Tuesday, April 3, 2012

Parashat Vayakhel-P’kudei - What's Work Got to Do With It?

Sheishet yamim tei’a’she melacha uvayom hash’vi’i yiyeh lachem kodesh Shabbat shabbaton lAdonai…
Six days you shall melacha, and on the seventh you will have a holy day, a Shabbat of rest to the Lord… (Shemot 35:2)
When discussing Shabbat people often say to me, “But I don’t understand why I can’t do that.  I find it relaxing.” We have fallen into the trap of trying to understand halakhah in English terms. “Six days you shall work, and on the seventh you will have a holy day, a Shabbat of rest to the Lord.” It’s the word “work” that gets us in trouble.  There is a common Italian phrase “Traduttore traditore.” It means the translator is a traitor. In every translation there is a commentary, an interpretation of the text that cannot fully encompass the original meaning of the words. While it’s true that the word melacha means work, all work is not created equal.  Melacha refers to a very specific category of work. In English we have the word “work,” but in Hebrew we have melacha, avodah, peulah, esek, la’amol, and even asakah. Each of these refers to a type of activity. While it is true that in English we speak of work and of rest when referring to Shabbat, in Hebrew we say “tei’a’she melacha” to do melacha, and only melacha.

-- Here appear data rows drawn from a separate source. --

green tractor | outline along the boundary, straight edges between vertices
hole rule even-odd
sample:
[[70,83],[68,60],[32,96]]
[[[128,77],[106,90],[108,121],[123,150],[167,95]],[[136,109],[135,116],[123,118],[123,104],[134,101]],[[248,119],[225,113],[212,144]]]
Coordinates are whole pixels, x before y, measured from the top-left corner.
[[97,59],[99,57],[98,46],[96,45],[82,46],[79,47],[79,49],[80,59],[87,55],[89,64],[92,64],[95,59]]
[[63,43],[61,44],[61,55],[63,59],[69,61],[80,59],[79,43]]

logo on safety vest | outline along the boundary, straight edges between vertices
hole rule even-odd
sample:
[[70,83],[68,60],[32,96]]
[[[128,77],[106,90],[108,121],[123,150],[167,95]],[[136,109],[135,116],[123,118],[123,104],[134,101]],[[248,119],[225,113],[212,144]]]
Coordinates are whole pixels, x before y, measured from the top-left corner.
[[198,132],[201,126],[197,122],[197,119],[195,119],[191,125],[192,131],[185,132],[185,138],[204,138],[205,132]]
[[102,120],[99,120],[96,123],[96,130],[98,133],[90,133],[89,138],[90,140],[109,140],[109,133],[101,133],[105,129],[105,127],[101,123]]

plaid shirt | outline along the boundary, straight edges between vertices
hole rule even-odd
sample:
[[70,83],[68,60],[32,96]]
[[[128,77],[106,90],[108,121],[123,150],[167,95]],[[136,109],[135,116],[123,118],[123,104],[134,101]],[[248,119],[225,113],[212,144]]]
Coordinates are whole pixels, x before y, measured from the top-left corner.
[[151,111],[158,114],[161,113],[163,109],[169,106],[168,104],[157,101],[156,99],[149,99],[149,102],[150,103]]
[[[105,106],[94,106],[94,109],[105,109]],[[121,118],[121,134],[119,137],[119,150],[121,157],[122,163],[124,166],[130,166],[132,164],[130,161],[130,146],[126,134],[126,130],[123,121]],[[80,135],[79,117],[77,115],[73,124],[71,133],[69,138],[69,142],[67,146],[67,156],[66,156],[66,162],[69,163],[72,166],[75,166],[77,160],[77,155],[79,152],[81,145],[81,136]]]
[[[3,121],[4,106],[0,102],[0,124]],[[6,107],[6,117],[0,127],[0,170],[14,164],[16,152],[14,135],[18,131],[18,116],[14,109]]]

According to the Sages, there are 39 categories of melacha.  Each of these categories refers to an act related to the construction of the Mishkan. Once we have moved beyond these categories, any action is permitted on Shabbat.  The common example I give is you may carry a couch up and down you stairs, but you may not carry a feather outside your home without an eruv. We are a people of rule and of law. However, it is said that for everything God forbade, there is something permitted. Each Shabbat there are 39 categories of work, and all their sub-sections, which we cannot do, but there are so many other activities we can do. By forbidding the creative actions involved in the building of the Mishkan, God has taught us that despite the importance of the work we do daily, there are activities and values beyond it that must come first. Even when we were building the Mishkan, the dwelling place for God’s presence on earth, when Shabbat came, all melacha ceased in order to allow us to maintain our being in the image of God, resting and renewing on Shabbat, a Shabbat for us and for God. It maintains and keeps us.  As Ahad Ha'am said, “more than the Jewish people have kept Shabbat, Shabbat has kept the Jewish people.”